A federal appeals court has decided to expedite a case over the legality of having a special master oversee the review of a trove of federal records seized from Mar-a-Lago.
A faster resolution to the Justice Department’s appeal in this case could more quickly bring a resolution to the criminal investigation into the handling of former President Donald Trump’s administration records after his presidency.
The Justice Department already has access to more than 100 documents marked as classified that the FBI took from Trump’s Florida estate. But thousands of other documents are being reviewed by a special master, and the DOJ is challenging that process. In expediting the Justice Department’s appeal, the 11th US Circuit Court of Appeals set a schedule that could make a decision by the end of next month possible.
The appeals court’s decision to expedite came one day after Trump turned to the Supreme Court for intervention in a narrower legal matter related to the special master review. The litigation at the Supreme Court will move parallel to the proceedings happening at 11th Circuit Court of Appeals, unless either court takes further action.
The case stems from a decision by a trial-level judge in South Florida, Aileen Cannon, who agreed last month to appoint a special master at Trump’s request, following the search of his residence in August. That has tied up the Justice Department’s access to evidence for weeks.

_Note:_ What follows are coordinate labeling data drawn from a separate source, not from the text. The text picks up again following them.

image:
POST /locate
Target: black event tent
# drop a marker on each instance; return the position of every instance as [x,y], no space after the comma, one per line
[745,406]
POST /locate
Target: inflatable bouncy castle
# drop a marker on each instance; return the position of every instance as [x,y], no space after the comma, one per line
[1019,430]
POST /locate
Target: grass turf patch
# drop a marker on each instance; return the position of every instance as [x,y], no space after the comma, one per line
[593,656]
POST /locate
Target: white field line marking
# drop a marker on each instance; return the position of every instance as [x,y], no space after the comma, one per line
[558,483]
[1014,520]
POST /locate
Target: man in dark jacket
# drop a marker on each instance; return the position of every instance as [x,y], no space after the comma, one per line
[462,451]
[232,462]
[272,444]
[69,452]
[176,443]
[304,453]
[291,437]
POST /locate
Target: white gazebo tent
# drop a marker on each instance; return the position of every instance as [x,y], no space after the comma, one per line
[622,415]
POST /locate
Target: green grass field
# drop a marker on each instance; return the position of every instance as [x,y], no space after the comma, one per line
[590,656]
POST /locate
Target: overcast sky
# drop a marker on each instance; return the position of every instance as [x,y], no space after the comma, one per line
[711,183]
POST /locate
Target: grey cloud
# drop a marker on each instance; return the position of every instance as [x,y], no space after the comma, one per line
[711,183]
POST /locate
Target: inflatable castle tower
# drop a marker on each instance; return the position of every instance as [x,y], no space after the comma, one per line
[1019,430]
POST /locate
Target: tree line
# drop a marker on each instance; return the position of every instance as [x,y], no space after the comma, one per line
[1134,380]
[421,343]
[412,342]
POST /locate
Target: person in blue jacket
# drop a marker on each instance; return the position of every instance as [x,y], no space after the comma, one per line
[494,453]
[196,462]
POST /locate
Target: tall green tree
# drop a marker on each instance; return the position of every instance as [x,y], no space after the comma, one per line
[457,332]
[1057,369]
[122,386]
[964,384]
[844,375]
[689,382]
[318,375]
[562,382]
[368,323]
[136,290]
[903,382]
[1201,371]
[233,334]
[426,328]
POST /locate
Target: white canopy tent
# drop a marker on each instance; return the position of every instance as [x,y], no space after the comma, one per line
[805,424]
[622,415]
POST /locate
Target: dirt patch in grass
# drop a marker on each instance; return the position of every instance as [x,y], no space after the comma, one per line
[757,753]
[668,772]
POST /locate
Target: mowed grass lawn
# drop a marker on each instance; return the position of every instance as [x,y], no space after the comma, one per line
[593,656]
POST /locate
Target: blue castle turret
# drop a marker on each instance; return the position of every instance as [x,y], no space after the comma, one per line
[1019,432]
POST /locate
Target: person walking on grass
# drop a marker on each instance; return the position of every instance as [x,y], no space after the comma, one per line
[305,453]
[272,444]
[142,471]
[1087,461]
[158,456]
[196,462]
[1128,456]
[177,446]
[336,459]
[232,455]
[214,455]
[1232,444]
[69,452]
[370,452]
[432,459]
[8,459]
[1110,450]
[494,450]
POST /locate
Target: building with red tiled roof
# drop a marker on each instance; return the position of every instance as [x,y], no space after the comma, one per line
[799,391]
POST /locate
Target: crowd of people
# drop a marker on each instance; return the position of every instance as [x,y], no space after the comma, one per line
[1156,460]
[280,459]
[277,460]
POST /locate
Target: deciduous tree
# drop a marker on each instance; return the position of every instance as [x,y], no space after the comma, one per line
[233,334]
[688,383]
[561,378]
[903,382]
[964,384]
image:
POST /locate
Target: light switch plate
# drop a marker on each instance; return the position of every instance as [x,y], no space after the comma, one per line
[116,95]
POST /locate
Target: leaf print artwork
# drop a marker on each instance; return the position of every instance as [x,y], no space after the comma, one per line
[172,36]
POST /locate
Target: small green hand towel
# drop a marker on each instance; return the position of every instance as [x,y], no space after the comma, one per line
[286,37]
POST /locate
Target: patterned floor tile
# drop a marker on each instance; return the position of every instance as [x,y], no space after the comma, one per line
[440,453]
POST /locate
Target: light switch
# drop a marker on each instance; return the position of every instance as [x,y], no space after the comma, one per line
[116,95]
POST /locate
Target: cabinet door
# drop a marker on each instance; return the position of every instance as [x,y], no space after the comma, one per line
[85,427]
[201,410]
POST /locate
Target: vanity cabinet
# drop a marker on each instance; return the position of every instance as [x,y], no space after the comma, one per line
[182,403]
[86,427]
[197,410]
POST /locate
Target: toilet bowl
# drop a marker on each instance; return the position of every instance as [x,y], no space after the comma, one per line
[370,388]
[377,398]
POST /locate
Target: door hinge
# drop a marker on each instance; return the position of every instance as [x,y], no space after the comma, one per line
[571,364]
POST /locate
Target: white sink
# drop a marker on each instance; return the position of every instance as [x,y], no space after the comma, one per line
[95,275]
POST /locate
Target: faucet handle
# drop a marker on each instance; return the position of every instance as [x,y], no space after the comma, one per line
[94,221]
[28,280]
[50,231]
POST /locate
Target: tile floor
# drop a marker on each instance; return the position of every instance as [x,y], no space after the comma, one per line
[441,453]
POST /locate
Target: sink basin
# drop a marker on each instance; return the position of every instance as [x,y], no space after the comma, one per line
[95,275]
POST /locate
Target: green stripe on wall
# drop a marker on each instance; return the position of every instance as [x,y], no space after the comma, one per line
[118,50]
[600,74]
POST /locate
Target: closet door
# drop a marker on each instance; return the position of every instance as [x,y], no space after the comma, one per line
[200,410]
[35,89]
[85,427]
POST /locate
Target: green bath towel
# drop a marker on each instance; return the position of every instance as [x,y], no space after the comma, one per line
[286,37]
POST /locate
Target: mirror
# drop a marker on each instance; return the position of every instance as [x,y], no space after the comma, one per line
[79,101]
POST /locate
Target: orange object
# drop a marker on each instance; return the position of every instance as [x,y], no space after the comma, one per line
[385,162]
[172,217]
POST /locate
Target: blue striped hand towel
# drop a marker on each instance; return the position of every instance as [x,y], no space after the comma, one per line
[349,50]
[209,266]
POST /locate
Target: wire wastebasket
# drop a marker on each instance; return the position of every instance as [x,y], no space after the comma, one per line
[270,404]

The new order from the 11th Circuit, signed by Circuit Judge Adalberto Jordan, set a deadline for the final written submission in the appeal for November 17 and said that no extensions would be allowed.
“Having consulted with the Chief Judge, the appeal will be assigned to a special merits panel from the classified appeals log randomly selected by the Clerk,” the order said, a move that means that it will be a different set of judges reviewing the appeal than the circuit court panel who sided with the Justice Department in earlier litigation over the documents marked as classified.
The new panel “will decide when and how to hear oral argument,” the expedition order said.
Trump had argued the case shouldn’t be rushed, floating a schedule that would have dragged the appellate proceedings out until next year.
Apart from the documents marked classified, the special master has about 11,000 other documents seized from Mar-a-Lago. Trump has argued at least some of those documents should be off limits to federal investigators because they are covered by personal, presidential or attorney-client confidentiality.
The role of the special master – senior Judge Raymond Dearie – is to hash out those disputes, but Cannon would eventually have the final say.